A Measure of Central Tendency is a single value that attempts to describe a set of data by identifying the central position within that set of data. These are often referred to as “summary statistics.”
The three most common measures are: 1. The Mean 2. The Median 3. The Mode
The mean (or average) is the sum of all values divided by the total number of values. It is the most common measure of central tendency.
For a sample of size \(n\), the sample mean \(\bar{x}\) is calculated as:
\[\bar{x} = \frac{\sum_{i=1}^{n} x_i}{n} = \frac{x_1 + x_2 + ... + x_n}{n}\]
Where: - \(\sum\): Sigma notation (summation) - \(x_i\): The value of each individual observation - \(n\): The total number of observations
Scenario: A tech startup tracks the daily hours worked by a small team of 5 developers: 8, 9, 7, 12, and 8 hours.
Calculation: \[\bar{x} = \frac{8 + 9 + 7 + 12 + 8}{5} = \frac{44}{5} = 8.8 \text{ hours}\]
hours_worked <- c(8, 9, 7, 12, 8)
mean_val <- mean(hours_worked)
print(paste("The mean hours worked is:", mean_val))
## [1] "The mean hours worked is: 8.8"
The median is the middle value in a data set when the values are arranged in ascending or descending order.

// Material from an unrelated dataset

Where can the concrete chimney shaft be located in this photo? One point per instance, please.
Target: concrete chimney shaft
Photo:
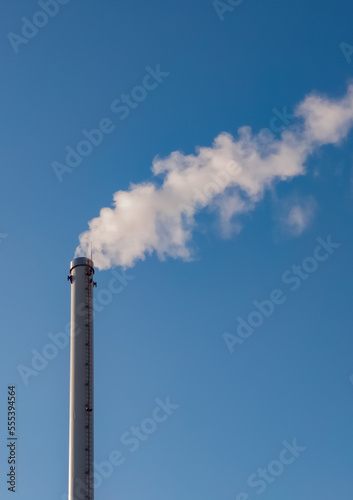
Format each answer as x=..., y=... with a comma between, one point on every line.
x=81, y=381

It is a “robust” measure because it is not affected by extreme outliers.
Scenario: Real estate prices in a neighborhood. Suppose five houses sold for: $250k, $270k, $310k, $320k, and $1.2M (a mansion).
house_prices <- c(250000, 270000, 310000, 320000, 1200000)
median_val <- median(house_prices)
print(paste("The median house price is:", median_val))
## [1] "The median house price is: 310000"
The mode is the value that appears most frequently in a data set. A data set can have one mode (unimodal), two modes (bimodal), or multiple modes (multimodal).
\[\text{Mode} = \text{Value with the highest frequency } (f_i)\]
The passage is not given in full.